- Born: 11 December 1985 (age 40) Rehovot, Israel
- Genres: Rap rock; alternative rock; alternative hip hop; pop rock; pop punk;
- Occupations: Actor; rapper; director; playwright; poet; singer; songwriter;

= Amit Ulman =

Israeli musical artist

Amit Ulman (עמית אולמן; born 11 December 1985) known professionally by his stage name Pedro Grass, is an Israeli actor, director, playwright, rapper and singer. He is the winner of the Golden Porcupine Award for Music and for writing the plays "This City" and "Dream High School". Ulman is one of the founders of Poetry Slam Israel.

==Biography==
Ulman was born in Rehovot and grew up in the nearby town of Kiryat Ekron. As a teenager he was active in the Rehovot Youth Theater. He served in the IDF as a fighter in the Duvdevan Unit. He fought in the Second Lebanon War. In 2010 he began studying at the Nissan Nativ Acting Studio in Jerusalem. In 2011 he began working and creating as part of the Incubator Theater.

==Career==
===Poetry Slam===
Ulman became interested in spoken word poetry in his youth after watching Saul Williams film "Slam". In 2010 he joined the first Israeli spoken word line, WORD UP, first as a participant and later as a co-producer.

In 2011 he initiated and produced the first poetry slam events as part of the Incubator Theater. At the same time, together with Eriq Aver and Nili Kopler, he began producing additional events across the country. The three founded Poetry Slam Israel. In 2012 he won the "Grand Slam" (the national poetry slam championship).

==Theater==
In 2011 he began working as an actor at the Incubator Theater and acted in various plays.

In 2012 he staged the play "This City" at the Incubator Theater. Ulman acts in the play, and is also the director, writer and composer together with Jimbo J and Itzik Paztzati. Ulman won the Golden Porcupine Awards for directing the play and for writing the play. The play also won the Music Award and the Outstanding Ensemble Award.

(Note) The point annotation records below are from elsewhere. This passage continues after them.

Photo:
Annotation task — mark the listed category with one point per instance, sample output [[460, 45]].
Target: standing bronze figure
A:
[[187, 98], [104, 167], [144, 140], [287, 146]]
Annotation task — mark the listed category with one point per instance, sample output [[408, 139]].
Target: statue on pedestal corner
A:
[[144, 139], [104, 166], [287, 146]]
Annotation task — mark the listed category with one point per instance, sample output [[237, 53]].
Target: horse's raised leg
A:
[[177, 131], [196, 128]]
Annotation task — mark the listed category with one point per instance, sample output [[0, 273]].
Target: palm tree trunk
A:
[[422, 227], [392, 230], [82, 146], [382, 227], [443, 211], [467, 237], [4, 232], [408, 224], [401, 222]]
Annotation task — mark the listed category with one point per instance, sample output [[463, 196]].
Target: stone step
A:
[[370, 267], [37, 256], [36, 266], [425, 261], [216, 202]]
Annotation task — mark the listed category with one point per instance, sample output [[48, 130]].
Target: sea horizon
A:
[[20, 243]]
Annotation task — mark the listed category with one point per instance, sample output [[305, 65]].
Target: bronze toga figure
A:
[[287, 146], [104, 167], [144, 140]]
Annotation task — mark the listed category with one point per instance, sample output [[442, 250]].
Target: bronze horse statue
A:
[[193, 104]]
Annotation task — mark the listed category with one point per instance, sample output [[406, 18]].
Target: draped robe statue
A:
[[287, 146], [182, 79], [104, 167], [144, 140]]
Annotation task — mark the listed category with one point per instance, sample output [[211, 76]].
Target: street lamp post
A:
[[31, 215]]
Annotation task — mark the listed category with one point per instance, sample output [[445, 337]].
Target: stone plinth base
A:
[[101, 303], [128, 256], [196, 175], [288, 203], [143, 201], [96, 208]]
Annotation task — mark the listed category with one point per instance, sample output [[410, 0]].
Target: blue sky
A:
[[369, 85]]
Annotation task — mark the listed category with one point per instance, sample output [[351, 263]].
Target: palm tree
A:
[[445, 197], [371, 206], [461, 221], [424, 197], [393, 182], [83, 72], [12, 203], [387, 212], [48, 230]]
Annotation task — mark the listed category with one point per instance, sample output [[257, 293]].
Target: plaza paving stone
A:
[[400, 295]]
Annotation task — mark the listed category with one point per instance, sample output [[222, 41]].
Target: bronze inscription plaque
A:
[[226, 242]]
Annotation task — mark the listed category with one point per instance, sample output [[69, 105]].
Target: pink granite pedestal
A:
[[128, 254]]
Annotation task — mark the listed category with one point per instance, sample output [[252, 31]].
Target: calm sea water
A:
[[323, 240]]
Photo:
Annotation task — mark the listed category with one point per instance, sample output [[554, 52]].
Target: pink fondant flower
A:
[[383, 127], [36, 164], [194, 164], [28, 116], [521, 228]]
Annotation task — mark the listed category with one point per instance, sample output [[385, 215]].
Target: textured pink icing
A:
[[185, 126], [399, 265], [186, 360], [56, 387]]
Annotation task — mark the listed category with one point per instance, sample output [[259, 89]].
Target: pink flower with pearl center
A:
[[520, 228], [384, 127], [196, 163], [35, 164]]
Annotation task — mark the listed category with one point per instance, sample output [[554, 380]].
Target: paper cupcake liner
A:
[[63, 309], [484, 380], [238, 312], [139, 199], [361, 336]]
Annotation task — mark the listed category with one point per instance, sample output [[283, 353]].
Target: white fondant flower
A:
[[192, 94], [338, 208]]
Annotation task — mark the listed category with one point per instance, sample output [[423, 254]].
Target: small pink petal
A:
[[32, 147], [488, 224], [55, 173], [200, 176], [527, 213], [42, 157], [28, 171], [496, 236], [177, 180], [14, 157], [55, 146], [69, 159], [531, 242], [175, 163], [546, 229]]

In 2014 he staged "The Tragedy of Macbeth", a spoken word adaptation of William Shakespeare's text, at the Incubator Theater. Ulman acts in the play, and is also the director, translator and chief adapter.
In 2016 he staged the play "Dream High School", Ulman acts in the play, and is also the director, and wrote and composed it together with Jimbo J and Omer Mor. The play won the Golden Porcupine Award for Outstanding Ensemble.

==Music==
In 2003, at the age of 17, he co-founded the band A.N.D. together with Omer Mor and Omer Habron and other rappers. In 2009 the band changed its name to "The Victor Jackson Show".

In 2010 he began performing under the stage name "Pedro Grass" at various poetry events. In 2017 he released the book-album "Parentheses" which includes musical arrangements of spoken word poetry.

In 2019 he announced that he had parted ways with his stage name and that his next album would be released under his real name.

In November 2019, Amit Ulman released the single "Your Song" which will be featured on his upcoming second album.

==Voice acting==
In 2019 Ulman voiced the character Hector Flapmaiker from the Israeli video game Piposh: The Audition.

==Television==

In 2021 he began participating in Ha'Chanut She'Yesh Ba HaKol on Kan 11.

In 2023 his film "This City" will be released, an Israeli rap opera detective film based on the play of the same name.